Oct 17, 2012
Mar 27, 2013
The market was great, too
. It stretched from one end of the central park all the way to the other. We had decided that we would allow ourselves to buy one small souvenir from each country we visited: a woven friendship bracelet. We stopped at all 194828295 booths selling woven bracelets and finally came out with two of the cheapest ones we could find (about $4US each) a few hours later. Lydia was also able to find a replacement tie-dyed scarf for about $3US since her fist scarf was in the stolen backpack. Success. But more important than these purchases was the lunch. In the middle of the market there is a food court selling fried sandwiches, local beer, and empanadas.
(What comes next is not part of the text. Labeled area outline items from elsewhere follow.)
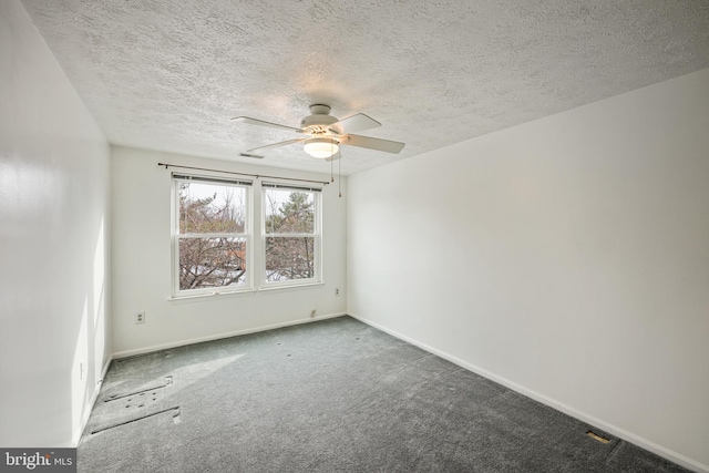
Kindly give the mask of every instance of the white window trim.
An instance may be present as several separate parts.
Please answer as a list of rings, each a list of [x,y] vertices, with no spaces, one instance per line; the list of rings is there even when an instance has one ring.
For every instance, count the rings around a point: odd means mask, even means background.
[[[174,173],[177,174],[177,173]],[[243,234],[179,234],[179,193],[177,182],[184,181],[175,175],[171,176],[171,296],[168,301],[197,301],[210,297],[228,297],[238,295],[254,295],[259,291],[298,289],[321,286],[322,280],[322,206],[323,189],[321,187],[309,187],[298,184],[290,185],[278,183],[278,188],[308,192],[314,195],[315,223],[314,234],[266,234],[266,184],[271,187],[273,183],[257,183],[239,178],[223,177],[220,175],[202,175],[192,173],[178,173],[181,176],[192,177],[195,181],[218,181],[226,185],[246,188],[246,228]],[[259,205],[260,204],[260,205]],[[259,223],[259,237],[254,235],[255,222]],[[314,270],[315,276],[307,279],[291,279],[286,281],[266,280],[266,238],[267,237],[312,237],[314,238]],[[179,238],[185,237],[233,237],[246,239],[246,284],[240,286],[225,286],[218,288],[179,290]],[[257,259],[256,255],[259,255]]]
[[[266,184],[266,183],[261,183]],[[268,183],[270,184],[270,183]],[[267,185],[268,185],[267,184]],[[269,186],[270,187],[270,186]],[[299,185],[278,184],[278,187],[282,189],[291,189],[296,192],[307,192],[312,194],[312,202],[315,204],[315,222],[312,234],[267,234],[266,233],[266,187],[259,186],[261,198],[261,213],[260,213],[260,288],[261,290],[290,288],[298,286],[316,286],[322,284],[322,189],[318,187],[306,187]],[[298,238],[298,237],[312,237],[312,251],[314,263],[312,269],[315,276],[307,279],[290,279],[286,281],[269,281],[266,279],[266,238]]]
[[[182,174],[181,175],[185,175]],[[171,297],[172,300],[189,299],[205,296],[228,295],[238,292],[253,292],[254,282],[254,185],[243,184],[242,179],[229,179],[219,176],[210,175],[195,175],[188,174],[188,177],[195,181],[209,182],[210,179],[218,179],[224,185],[232,185],[234,187],[243,187],[246,189],[246,222],[245,233],[239,234],[179,234],[179,192],[177,191],[177,183],[181,181],[175,175],[171,176]],[[238,286],[222,286],[204,289],[179,289],[179,239],[181,238],[244,238],[246,240],[246,284]]]

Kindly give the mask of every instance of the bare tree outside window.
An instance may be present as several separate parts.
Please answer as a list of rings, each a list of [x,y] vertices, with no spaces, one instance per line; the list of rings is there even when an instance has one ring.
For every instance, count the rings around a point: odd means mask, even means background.
[[[246,189],[177,182],[179,290],[246,282]]]
[[[312,192],[265,189],[266,280],[312,279],[316,208]]]

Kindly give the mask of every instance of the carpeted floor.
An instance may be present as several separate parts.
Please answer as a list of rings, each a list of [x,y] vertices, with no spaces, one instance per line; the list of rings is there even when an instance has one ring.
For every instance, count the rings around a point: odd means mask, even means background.
[[[686,471],[350,317],[114,361],[78,454],[80,472]]]

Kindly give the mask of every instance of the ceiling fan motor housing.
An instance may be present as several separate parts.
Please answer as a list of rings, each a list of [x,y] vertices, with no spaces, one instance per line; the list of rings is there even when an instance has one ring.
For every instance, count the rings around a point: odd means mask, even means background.
[[[337,117],[330,115],[328,105],[315,104],[310,105],[311,115],[300,121],[304,128],[310,128],[314,134],[326,134],[328,125],[338,122]]]

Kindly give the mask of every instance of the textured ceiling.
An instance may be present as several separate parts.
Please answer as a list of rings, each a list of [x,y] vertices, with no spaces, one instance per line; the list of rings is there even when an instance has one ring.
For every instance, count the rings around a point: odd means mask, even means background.
[[[22,0],[114,144],[329,172],[289,140],[308,105],[382,123],[410,157],[709,66],[706,0]],[[709,93],[709,91],[708,91]]]

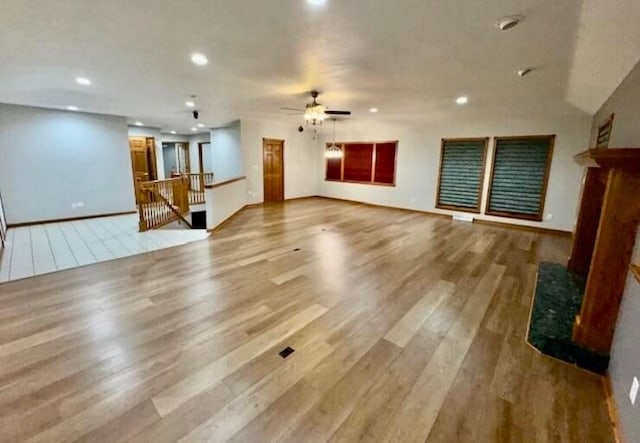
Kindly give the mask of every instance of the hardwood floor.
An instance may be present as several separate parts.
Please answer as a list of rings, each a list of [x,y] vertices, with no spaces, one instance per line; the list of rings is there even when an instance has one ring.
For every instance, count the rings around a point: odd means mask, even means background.
[[[600,378],[523,339],[567,252],[307,199],[2,284],[0,441],[612,442]]]

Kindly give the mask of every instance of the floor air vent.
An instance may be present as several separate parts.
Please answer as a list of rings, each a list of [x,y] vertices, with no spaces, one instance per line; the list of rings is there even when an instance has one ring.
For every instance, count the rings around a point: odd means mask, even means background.
[[[287,346],[286,348],[284,348],[282,351],[278,352],[278,355],[282,358],[287,358],[288,356],[290,356],[291,354],[293,354],[294,352],[296,352],[295,349],[293,349],[291,346]]]

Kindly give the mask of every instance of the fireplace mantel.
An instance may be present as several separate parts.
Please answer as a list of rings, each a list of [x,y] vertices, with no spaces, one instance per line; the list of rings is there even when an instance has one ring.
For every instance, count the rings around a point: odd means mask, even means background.
[[[640,148],[587,149],[573,158],[585,168],[640,170]]]
[[[587,278],[574,341],[608,354],[640,223],[640,148],[589,149],[568,268]]]

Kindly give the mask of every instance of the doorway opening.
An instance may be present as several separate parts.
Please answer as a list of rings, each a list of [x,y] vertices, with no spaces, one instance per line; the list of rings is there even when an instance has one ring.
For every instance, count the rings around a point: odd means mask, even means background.
[[[284,140],[263,138],[264,202],[284,201]]]
[[[158,179],[156,140],[154,137],[129,137],[129,150],[137,203],[139,184]]]

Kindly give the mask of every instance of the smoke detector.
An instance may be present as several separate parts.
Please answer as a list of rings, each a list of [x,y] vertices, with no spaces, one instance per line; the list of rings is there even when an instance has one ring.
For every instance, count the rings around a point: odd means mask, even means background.
[[[522,20],[524,20],[522,15],[504,17],[496,23],[496,28],[501,31],[508,31],[509,29],[516,27]]]
[[[524,77],[525,75],[531,74],[534,68],[524,68],[518,70],[518,75],[520,77]]]

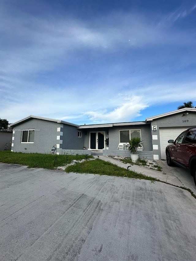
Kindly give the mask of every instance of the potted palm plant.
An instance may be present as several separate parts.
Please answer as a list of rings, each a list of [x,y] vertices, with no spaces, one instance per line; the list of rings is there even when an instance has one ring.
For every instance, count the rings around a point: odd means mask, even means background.
[[[106,137],[106,139],[105,141],[105,144],[106,145],[106,149],[107,150],[109,149],[109,147],[108,145],[109,145],[109,138],[108,138],[107,137]]]
[[[138,137],[134,137],[129,142],[128,149],[131,153],[131,158],[132,160],[135,161],[139,158],[138,154],[138,147],[143,145],[143,141]]]

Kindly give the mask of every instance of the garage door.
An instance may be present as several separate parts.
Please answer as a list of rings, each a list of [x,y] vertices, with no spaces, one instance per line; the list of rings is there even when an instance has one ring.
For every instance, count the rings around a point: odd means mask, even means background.
[[[177,128],[160,128],[160,144],[161,159],[166,159],[165,148],[169,144],[169,140],[175,140],[180,133],[188,129],[188,127]]]

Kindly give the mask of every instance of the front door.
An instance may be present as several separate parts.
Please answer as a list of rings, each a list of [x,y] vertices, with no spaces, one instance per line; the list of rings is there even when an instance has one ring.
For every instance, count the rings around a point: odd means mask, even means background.
[[[89,144],[92,150],[102,150],[104,148],[105,132],[90,132]]]

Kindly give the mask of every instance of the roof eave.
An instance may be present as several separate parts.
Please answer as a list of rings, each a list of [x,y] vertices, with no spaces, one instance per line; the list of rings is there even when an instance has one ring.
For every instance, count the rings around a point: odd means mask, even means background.
[[[148,118],[146,118],[145,120],[145,122],[147,123],[148,121],[153,121],[153,120],[155,120],[156,119],[158,119],[159,118],[162,118],[163,117],[165,117],[167,116],[170,116],[171,115],[173,115],[174,114],[176,114],[180,113],[183,112],[184,111],[194,111],[196,112],[196,109],[195,108],[185,108],[183,109],[181,109],[180,110],[173,110],[172,111],[171,111],[170,112],[167,112],[165,113],[163,113],[162,114],[160,114],[159,115],[157,115],[156,116],[153,116],[153,117],[149,117]]]

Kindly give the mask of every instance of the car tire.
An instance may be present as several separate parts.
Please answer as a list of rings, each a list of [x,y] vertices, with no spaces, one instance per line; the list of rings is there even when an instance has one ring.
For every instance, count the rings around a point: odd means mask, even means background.
[[[166,159],[167,160],[167,163],[168,163],[168,166],[173,166],[173,162],[172,161],[171,159],[171,157],[169,155],[169,151],[167,150],[166,151]]]
[[[194,179],[194,181],[196,186],[196,166],[193,168],[193,178]]]

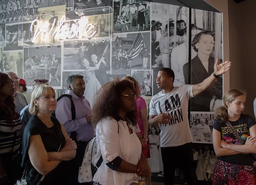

After weeks of searching and almost to the point of giving up hope, Kendra has finally found a cheese an onion empanada! $1US for a fried pastry filled with Rochefort cheese. Heaven.
But we are getting ahead of ourselves...
From Bariloche we took a four hour bus to El Bolson on November 7th. El Bolson is a town that Kendra found by searching for places that there are a lot of hippies or expats. The thinking was that if there are hippies there, it can't be a bad place. And, so far in life, that thinking has been right on. El Bolson is small and quaint though, like most places, it definitely had its touristy side. The town is best known for its artisan market, open Tuesday's, Thursday's, and Saturday's (we went to town for this on Saturday the 10th), as well as for their beer as the town is the country's number one producer of hops. There are a couple of breweries here and a lot of people who make their own home brews as well. The brewery we tried was Cerveza Artesanal El Bolson which had a pretty good framboise and a decent blonde. Since so many hops are grown here, the beer seems to have more flavor than your average beer, and a bit more floral.